In response to the CLG Committee’s report into 100 per cent retention of business rates, Cllr Neil Clarke MBE, chairman of the District Councils’ Network (DCN) said: “The DCN welcomes this timely report to which we contributed evidence and is keen to ensure that the business rates system supports increased business growth – while ensuring funding stability for localities in the long-term so districts can continue to drive regional growth and deliver those services that residents value the most.
“The DCN endorses the Committee’s proposal with regard to framing the conversation of additional responsibilities around principles rather than a more random list of specific responsibilities. The DCN is keen to, as part of its work in the DCLG/LGA steering groups, support this more thematic approach to development of new responsibilities for local government, for example in relation to creating employment and driving housing growth.
“The report also highlights the need to review the share of business rates in district/county areas and a future needs reassessment. We are committed to ensure that any new system should be designed around ‘place’ and delivering better outcomes for communities, rather than on a focus on institutions.
“The DCN supports the collaboration between the government and the wider local government family to develop the new business rates model, and is represented on the DCLG/LGA business rates steering groups. As well as this the DCN has formed a working group with the County Councils Network, the Rural Services Network and CIPFA to develop a collaborative local government solution to the issues raised.
“Nonetheless the DCN is clear that the business rates should not be used just to conveniently glue together immediate funding gaps in adult social care.

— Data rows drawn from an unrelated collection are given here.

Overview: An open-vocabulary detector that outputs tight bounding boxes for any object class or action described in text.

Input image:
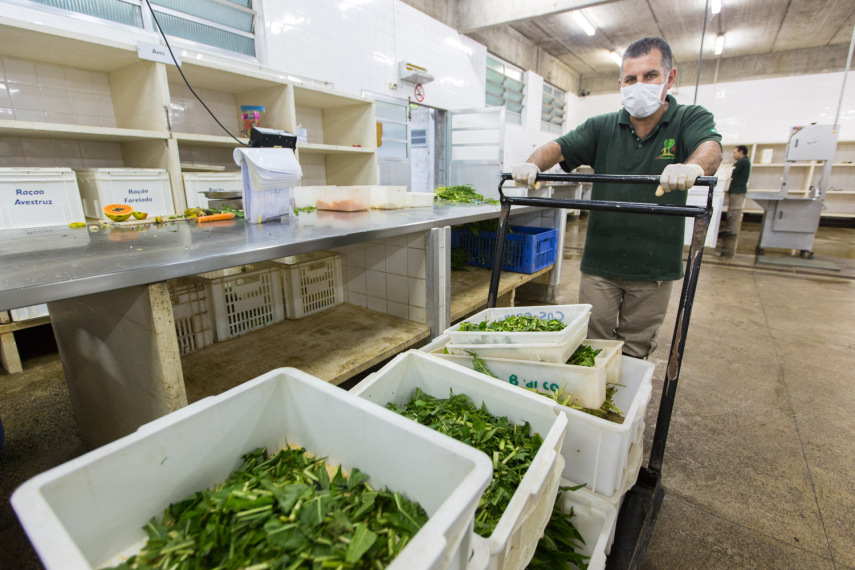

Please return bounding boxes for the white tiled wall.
[568,73,855,144]
[333,232,427,323]
[263,0,487,109]
[0,57,116,127]
[0,137,124,168]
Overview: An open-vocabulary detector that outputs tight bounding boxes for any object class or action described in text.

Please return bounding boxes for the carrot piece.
[196,212,235,224]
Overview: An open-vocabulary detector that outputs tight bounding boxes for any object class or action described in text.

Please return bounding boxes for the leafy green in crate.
[567,344,603,367]
[107,448,427,570]
[433,184,499,204]
[460,315,567,332]
[528,485,590,570]
[386,388,543,537]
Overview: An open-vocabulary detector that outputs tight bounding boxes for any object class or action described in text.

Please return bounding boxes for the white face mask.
[620,82,667,119]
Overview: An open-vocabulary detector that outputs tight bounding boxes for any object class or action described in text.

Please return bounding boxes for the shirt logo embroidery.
[656,139,677,160]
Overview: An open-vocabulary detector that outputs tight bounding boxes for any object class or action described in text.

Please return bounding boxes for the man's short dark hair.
[620,36,674,74]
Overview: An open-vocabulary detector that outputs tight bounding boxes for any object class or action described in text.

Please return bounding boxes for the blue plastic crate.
[451,226,558,273]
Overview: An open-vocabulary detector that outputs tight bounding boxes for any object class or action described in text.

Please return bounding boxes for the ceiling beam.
[454,0,618,33]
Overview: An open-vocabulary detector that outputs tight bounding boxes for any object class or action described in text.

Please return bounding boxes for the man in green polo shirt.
[718,145,751,237]
[513,38,721,358]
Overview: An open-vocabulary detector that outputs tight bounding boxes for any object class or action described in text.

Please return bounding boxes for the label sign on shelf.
[137,41,181,65]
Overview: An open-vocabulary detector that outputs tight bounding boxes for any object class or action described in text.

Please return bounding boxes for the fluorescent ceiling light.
[573,10,597,36]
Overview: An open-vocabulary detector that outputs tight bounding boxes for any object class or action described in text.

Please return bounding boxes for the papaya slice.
[104,204,134,222]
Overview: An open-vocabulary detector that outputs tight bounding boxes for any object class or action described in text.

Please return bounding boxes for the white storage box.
[192,263,285,340]
[167,279,214,355]
[404,192,436,208]
[273,251,344,319]
[12,368,492,570]
[315,186,371,212]
[352,350,566,570]
[369,186,407,210]
[445,305,591,346]
[9,303,50,321]
[423,335,623,409]
[0,168,84,230]
[75,168,175,219]
[558,356,655,497]
[182,172,243,208]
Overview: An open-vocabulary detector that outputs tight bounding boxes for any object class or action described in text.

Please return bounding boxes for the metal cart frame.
[487,173,718,569]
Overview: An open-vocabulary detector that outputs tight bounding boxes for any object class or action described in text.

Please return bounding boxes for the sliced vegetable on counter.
[433,184,499,204]
[460,315,567,332]
[386,388,543,537]
[106,448,428,570]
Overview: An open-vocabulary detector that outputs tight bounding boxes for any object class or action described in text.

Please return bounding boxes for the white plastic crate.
[352,350,566,570]
[558,356,655,497]
[9,303,50,321]
[404,192,435,208]
[12,368,492,570]
[75,168,175,219]
[0,168,84,230]
[193,263,285,340]
[315,186,371,212]
[167,279,214,355]
[368,186,407,210]
[182,172,243,208]
[423,335,623,409]
[445,305,591,346]
[273,251,344,319]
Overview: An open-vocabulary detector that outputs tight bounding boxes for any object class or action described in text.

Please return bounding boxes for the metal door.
[446,107,505,198]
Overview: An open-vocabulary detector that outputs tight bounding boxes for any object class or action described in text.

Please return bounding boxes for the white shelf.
[297,143,376,155]
[0,120,169,142]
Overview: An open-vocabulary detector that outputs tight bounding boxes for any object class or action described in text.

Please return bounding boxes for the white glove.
[511,162,540,188]
[659,164,704,192]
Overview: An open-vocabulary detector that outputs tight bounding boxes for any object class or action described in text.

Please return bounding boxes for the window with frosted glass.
[540,83,566,135]
[486,55,525,125]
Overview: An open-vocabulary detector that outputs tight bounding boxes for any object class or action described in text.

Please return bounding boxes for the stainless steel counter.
[0,205,533,310]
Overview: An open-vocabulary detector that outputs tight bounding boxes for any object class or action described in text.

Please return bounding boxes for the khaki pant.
[579,273,674,358]
[727,192,745,234]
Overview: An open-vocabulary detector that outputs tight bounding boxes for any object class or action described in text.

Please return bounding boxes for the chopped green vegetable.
[460,315,567,332]
[567,344,603,366]
[386,388,543,537]
[451,248,469,271]
[433,184,499,204]
[528,485,590,570]
[107,448,427,570]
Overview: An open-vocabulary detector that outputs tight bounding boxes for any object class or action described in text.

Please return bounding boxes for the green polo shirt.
[555,95,721,281]
[727,156,751,194]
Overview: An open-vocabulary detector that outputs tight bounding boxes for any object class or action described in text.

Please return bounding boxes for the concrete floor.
[0,216,855,570]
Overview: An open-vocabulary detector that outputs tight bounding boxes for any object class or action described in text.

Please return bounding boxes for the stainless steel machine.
[746,124,838,259]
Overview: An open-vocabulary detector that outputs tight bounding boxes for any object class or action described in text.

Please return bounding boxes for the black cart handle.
[499,172,718,218]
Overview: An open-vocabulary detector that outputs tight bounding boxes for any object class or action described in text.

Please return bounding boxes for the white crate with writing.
[192,263,285,341]
[75,168,175,219]
[351,350,567,570]
[0,168,84,230]
[11,368,492,570]
[182,172,243,208]
[167,279,214,355]
[273,251,344,319]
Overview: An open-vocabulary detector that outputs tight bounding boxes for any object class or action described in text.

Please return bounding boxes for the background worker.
[513,37,721,358]
[718,145,751,237]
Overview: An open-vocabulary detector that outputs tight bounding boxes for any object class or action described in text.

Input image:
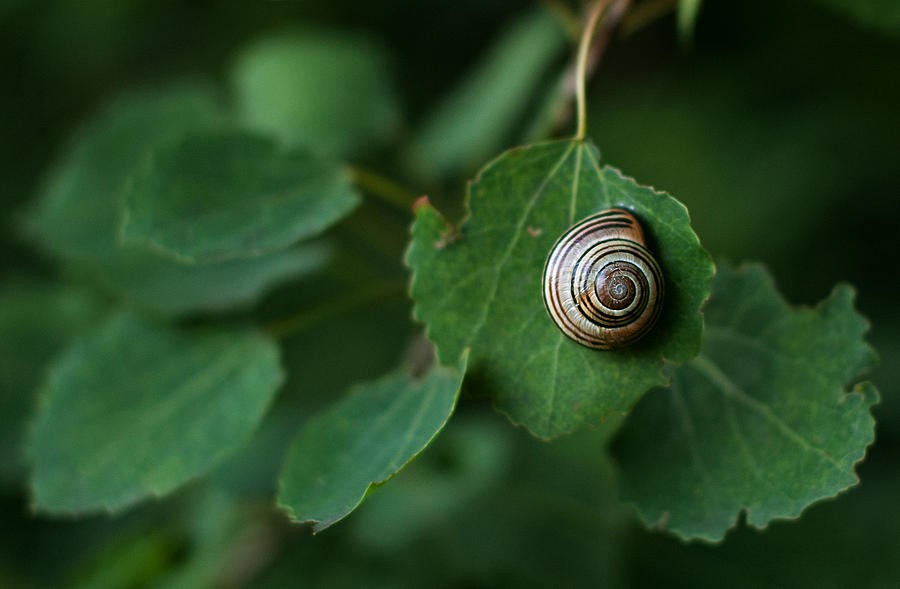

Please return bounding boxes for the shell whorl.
[542,209,664,350]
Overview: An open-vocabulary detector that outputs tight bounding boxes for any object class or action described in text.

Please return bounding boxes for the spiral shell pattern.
[543,209,664,350]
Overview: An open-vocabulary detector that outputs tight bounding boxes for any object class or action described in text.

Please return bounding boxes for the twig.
[347,164,420,213]
[263,280,406,339]
[575,0,610,141]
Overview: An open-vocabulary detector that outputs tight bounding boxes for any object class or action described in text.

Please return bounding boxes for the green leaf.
[122,131,359,263]
[231,30,400,155]
[29,84,221,259]
[407,141,713,438]
[407,8,566,176]
[94,243,331,315]
[613,266,878,540]
[278,355,466,532]
[678,0,703,44]
[0,282,102,482]
[29,314,284,513]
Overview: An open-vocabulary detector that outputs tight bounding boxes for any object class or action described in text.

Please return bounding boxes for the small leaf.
[29,84,221,260]
[30,314,284,513]
[409,8,566,176]
[95,243,330,315]
[613,266,878,541]
[678,0,703,44]
[407,141,713,438]
[122,131,359,263]
[0,283,103,482]
[278,356,466,532]
[231,31,400,156]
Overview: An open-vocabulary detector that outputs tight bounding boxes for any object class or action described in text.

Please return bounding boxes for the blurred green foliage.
[0,0,900,588]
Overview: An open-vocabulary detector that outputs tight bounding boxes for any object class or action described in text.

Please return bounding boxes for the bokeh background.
[0,0,900,588]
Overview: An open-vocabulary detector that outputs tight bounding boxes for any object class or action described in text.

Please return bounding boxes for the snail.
[543,209,664,350]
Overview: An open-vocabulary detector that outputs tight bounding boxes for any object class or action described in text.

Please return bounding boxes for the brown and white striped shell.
[543,209,664,350]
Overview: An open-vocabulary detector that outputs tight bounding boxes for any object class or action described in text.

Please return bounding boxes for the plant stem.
[347,164,420,213]
[263,280,406,339]
[575,0,610,141]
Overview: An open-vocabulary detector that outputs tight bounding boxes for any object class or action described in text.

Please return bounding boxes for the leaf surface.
[407,141,713,438]
[278,357,466,532]
[122,131,359,263]
[29,314,283,512]
[231,30,400,156]
[93,243,331,315]
[0,282,102,482]
[29,84,222,260]
[613,266,878,540]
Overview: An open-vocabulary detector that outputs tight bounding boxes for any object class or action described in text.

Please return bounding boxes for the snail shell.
[543,209,664,350]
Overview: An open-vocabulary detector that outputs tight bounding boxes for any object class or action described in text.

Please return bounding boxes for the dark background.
[0,0,900,587]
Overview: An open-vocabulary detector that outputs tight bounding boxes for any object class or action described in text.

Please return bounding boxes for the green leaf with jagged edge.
[121,130,360,264]
[406,141,713,438]
[278,353,467,532]
[27,83,224,260]
[613,266,878,541]
[0,280,104,484]
[91,242,331,315]
[28,314,284,513]
[230,29,400,156]
[405,7,567,176]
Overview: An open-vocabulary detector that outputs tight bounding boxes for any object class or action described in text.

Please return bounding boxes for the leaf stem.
[575,0,610,141]
[263,280,406,339]
[347,164,420,213]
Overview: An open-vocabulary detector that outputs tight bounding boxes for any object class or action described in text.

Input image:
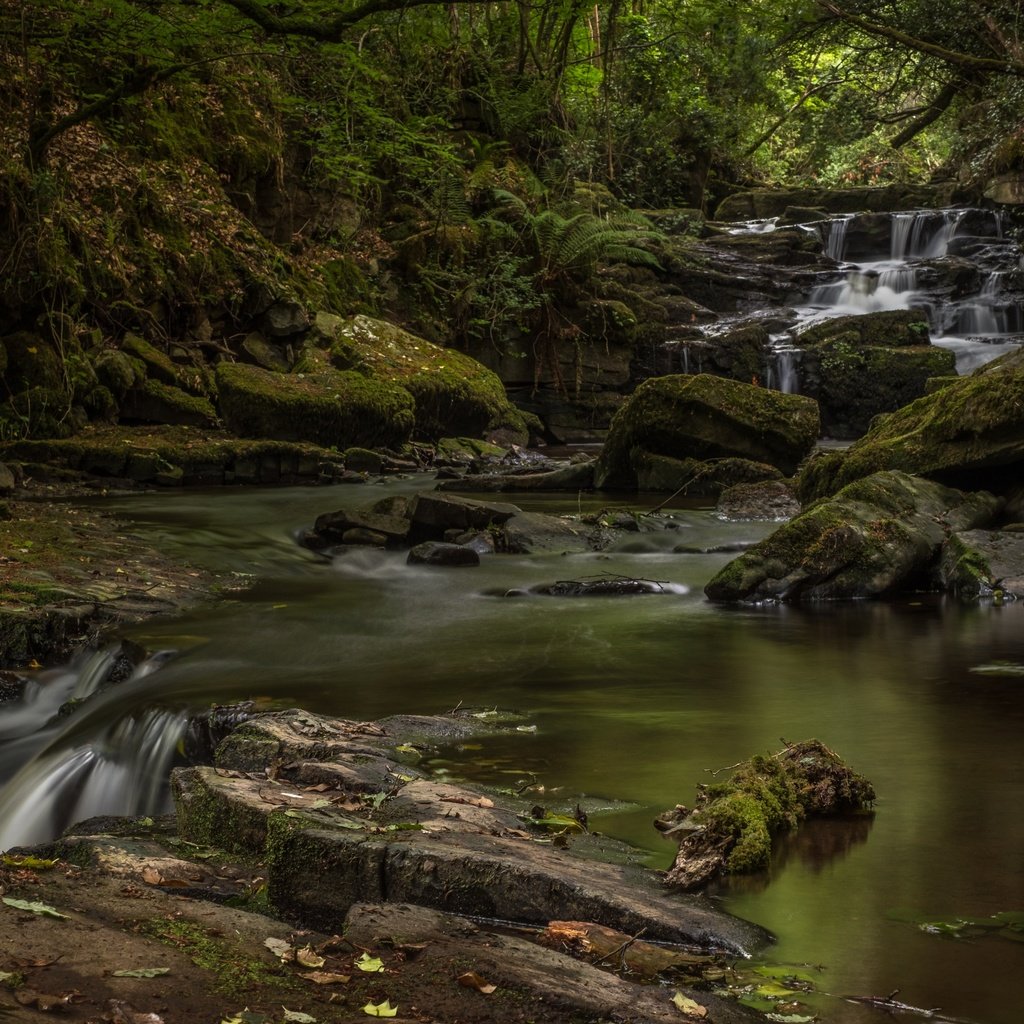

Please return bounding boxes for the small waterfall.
[765,334,803,394]
[0,645,187,850]
[823,214,853,263]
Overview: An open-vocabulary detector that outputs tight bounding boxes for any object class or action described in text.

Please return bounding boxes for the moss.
[798,368,1024,501]
[141,918,299,999]
[597,374,818,487]
[121,334,178,385]
[306,314,528,443]
[692,739,874,873]
[217,364,415,449]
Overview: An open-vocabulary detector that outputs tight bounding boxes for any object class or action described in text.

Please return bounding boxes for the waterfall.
[0,647,187,850]
[824,214,853,263]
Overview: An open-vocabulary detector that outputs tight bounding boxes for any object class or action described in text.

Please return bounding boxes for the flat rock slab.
[267,815,769,955]
[345,903,763,1024]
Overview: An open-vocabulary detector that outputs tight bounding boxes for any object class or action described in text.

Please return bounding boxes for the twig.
[591,927,647,968]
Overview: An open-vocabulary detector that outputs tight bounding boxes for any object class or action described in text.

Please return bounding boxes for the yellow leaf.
[295,946,327,967]
[362,999,398,1017]
[355,953,384,974]
[672,992,708,1017]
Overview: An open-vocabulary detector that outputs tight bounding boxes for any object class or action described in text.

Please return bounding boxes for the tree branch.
[223,0,478,43]
[815,0,1024,78]
[889,82,959,150]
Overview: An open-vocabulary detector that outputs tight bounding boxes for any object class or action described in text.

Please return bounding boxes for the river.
[0,477,1024,1024]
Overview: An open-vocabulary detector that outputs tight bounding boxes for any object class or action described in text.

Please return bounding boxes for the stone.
[797,361,1024,503]
[595,374,819,489]
[705,471,999,601]
[407,541,480,567]
[715,480,800,522]
[217,362,414,450]
[299,312,527,443]
[939,529,1024,599]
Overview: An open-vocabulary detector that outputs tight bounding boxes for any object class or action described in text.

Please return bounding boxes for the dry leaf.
[672,992,708,1017]
[458,971,498,995]
[295,946,327,967]
[299,971,352,985]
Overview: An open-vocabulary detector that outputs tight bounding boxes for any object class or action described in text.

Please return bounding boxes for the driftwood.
[655,739,874,889]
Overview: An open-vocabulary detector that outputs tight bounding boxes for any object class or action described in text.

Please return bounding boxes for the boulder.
[705,472,999,601]
[798,362,1024,502]
[939,527,1024,599]
[298,312,528,443]
[217,362,414,449]
[716,480,800,521]
[595,374,819,489]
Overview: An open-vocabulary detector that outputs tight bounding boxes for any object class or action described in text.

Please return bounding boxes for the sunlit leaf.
[362,999,398,1017]
[3,896,68,918]
[458,971,498,995]
[299,971,352,985]
[672,992,708,1018]
[295,946,327,967]
[263,936,295,961]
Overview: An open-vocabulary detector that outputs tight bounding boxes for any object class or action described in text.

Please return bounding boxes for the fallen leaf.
[263,937,295,961]
[672,992,708,1017]
[3,896,68,918]
[441,797,495,807]
[295,946,327,967]
[458,971,498,995]
[362,999,398,1017]
[299,971,352,985]
[355,953,384,974]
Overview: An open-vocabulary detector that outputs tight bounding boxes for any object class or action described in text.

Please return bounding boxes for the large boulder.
[217,362,414,449]
[705,472,1000,601]
[797,309,956,438]
[594,374,819,488]
[799,360,1024,502]
[298,312,528,444]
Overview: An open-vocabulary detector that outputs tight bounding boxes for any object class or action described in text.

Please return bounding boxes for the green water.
[81,479,1024,1024]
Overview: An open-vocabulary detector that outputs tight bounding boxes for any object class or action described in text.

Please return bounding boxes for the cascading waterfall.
[0,648,187,850]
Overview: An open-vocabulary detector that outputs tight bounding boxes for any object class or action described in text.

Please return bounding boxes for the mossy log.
[656,739,874,890]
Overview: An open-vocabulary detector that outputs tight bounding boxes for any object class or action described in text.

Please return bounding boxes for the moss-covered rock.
[595,374,818,488]
[657,739,874,889]
[705,472,999,601]
[120,379,217,427]
[635,452,782,498]
[798,364,1024,502]
[307,313,527,443]
[217,362,415,449]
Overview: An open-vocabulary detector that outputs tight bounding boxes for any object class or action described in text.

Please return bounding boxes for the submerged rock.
[705,472,999,601]
[595,374,819,488]
[173,711,767,954]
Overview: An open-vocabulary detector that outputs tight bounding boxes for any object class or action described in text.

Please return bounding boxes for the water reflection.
[5,480,1024,1024]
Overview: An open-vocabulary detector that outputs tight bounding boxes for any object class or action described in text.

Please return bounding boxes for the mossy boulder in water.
[705,472,999,601]
[798,309,956,438]
[595,374,818,488]
[799,362,1024,502]
[217,362,414,449]
[310,313,528,444]
[656,739,874,889]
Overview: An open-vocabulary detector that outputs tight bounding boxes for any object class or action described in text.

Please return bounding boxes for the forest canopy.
[0,0,1024,198]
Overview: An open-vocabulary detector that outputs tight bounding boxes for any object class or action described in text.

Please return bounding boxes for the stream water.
[0,477,1024,1024]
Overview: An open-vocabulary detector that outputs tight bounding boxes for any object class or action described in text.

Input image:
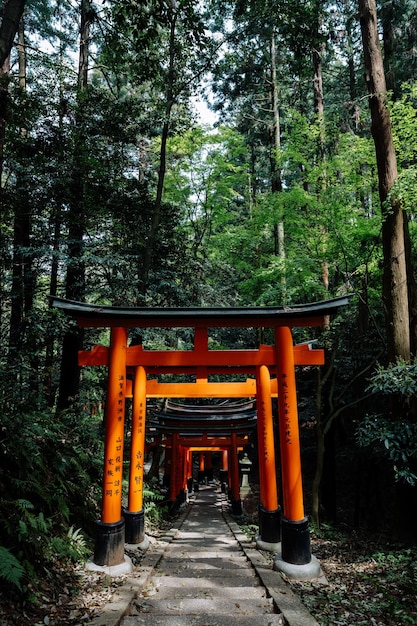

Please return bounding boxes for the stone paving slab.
[131,595,274,617]
[123,614,285,626]
[152,572,261,593]
[91,489,319,626]
[155,562,256,578]
[147,577,266,600]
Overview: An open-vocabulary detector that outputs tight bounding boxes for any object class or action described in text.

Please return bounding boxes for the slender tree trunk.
[139,7,177,299]
[358,0,410,362]
[58,0,93,410]
[0,0,26,67]
[271,34,287,304]
[8,21,34,366]
[0,57,10,342]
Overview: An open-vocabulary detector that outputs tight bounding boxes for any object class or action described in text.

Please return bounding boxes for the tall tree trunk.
[358,0,410,362]
[0,0,26,67]
[8,20,34,366]
[139,2,178,300]
[0,57,10,342]
[271,33,287,304]
[57,0,93,410]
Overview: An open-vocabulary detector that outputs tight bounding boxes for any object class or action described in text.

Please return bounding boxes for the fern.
[0,546,25,591]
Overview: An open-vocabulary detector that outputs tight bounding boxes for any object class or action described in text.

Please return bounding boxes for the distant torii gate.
[51,296,349,576]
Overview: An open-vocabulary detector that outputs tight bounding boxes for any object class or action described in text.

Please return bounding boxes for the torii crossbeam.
[51,296,350,567]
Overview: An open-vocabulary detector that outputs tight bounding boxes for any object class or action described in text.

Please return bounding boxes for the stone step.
[123,613,285,626]
[128,597,274,626]
[154,562,256,579]
[144,578,266,600]
[123,613,285,626]
[148,572,264,597]
[159,554,251,569]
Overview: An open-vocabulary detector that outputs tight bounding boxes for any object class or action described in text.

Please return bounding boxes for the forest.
[0,0,417,624]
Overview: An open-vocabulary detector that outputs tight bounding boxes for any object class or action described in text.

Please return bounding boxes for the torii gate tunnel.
[51,296,349,571]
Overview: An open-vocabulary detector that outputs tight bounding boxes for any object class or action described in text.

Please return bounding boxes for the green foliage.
[48,526,91,563]
[0,546,25,591]
[143,479,168,528]
[357,361,417,486]
[356,415,417,487]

Instead we need to look at more long-term solutions, such as the important role of preventative services, to develop sustainable local government revenue streams that both support those residents that need our help the most and continue to drive national economic growth.
“There is a dynamic balance to be struck between needs, growth, incentives, stability and resources, and this complex line of best fit must be designed with the long-term sustainability of local government finance firmly in view.”